1. If the product of K and the number of variables is large (~10’s-100’s or more) than experience has shown that compiling the function td_kmeans using the –O3 compile option, see below, can reduce the CPU consumption by a large factor (1/2 – 1/3)

2. Let me know of any other analytic functions that are of interest. I was considering implementing principal component analysis.  There already is a matrix solver, cm_solve, for multiple variable linear regression.

Mike

Notes on how to compile a function using a compiler option.

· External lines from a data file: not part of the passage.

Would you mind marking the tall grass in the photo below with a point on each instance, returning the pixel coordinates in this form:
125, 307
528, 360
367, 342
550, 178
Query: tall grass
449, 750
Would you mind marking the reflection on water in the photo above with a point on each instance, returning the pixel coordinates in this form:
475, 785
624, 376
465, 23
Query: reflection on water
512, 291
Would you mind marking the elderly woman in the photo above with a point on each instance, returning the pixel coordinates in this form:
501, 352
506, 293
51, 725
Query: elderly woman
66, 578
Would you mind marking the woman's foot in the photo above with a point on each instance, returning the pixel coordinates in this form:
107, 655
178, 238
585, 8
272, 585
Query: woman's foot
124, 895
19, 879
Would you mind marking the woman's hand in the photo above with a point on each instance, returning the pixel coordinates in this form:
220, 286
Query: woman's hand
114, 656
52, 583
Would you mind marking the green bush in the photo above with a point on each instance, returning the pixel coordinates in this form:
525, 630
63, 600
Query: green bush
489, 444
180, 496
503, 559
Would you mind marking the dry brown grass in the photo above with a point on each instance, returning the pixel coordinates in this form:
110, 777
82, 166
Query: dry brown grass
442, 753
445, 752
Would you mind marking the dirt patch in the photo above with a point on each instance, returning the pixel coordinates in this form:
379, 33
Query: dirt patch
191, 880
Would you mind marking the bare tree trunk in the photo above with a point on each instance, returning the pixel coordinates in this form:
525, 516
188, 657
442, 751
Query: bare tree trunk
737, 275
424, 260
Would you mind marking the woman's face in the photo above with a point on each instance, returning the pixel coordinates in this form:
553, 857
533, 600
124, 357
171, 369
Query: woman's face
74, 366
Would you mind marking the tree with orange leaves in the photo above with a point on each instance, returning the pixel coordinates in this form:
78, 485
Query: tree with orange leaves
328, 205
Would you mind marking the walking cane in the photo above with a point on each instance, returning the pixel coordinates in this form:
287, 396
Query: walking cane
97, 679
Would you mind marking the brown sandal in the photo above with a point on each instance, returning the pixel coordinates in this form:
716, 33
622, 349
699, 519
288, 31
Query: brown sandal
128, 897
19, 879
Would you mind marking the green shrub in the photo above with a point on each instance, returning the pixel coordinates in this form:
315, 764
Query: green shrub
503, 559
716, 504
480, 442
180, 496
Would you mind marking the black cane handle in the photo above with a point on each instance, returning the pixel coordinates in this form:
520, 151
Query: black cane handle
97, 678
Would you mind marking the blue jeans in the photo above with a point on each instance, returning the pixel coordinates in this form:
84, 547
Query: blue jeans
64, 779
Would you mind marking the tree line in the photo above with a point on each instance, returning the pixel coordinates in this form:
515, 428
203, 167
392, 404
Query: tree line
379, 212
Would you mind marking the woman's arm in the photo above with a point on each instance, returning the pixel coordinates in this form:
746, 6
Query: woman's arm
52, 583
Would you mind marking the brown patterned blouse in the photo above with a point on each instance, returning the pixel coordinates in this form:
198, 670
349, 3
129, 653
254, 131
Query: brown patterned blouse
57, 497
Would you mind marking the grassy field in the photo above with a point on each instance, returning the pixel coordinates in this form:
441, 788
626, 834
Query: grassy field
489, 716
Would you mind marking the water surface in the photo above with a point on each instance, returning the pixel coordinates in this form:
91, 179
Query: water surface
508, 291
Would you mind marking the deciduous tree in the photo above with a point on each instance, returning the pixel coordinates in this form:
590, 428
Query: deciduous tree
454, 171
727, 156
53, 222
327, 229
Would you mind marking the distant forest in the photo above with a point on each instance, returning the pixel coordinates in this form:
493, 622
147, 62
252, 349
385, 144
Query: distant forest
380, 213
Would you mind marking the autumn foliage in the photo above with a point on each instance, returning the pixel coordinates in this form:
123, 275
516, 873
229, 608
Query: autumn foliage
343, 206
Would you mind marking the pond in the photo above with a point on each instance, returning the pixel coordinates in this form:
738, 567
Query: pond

From the article http://developer.teradata.com/extensibility/articles/in-database-multiple-variable-linear-regression...

1: compile the source code into an object file on a Linux system with similar OS software version (SLES10, SLES11) as the target Teradata system OS version. Gcc compile command

    gcc -fpic -I /usr/tdbms/etc -g -O3 -c ./cm_solve.cpp

 2: Modify the create DDL to specify that the table operator will be created from object code.

REPLACE FUNCTION cm_solve() RETURNS TABLE VARYING USING FUNCTION cm_solve_contract LANGUAGE CPP NO SQL PARAMETER STYLE SQLTABLE EXTERNAL NAME 'CO!cm_solve!/tmp/cm_solve.o'

Teradata Employee

Re: K-means clustering and Teradata 14.10 table operators

I added a new zip file “run_kmeans.zip” containing the updated SPL procedure with the one line change to resolve the issue with the hardcoded primary key column name.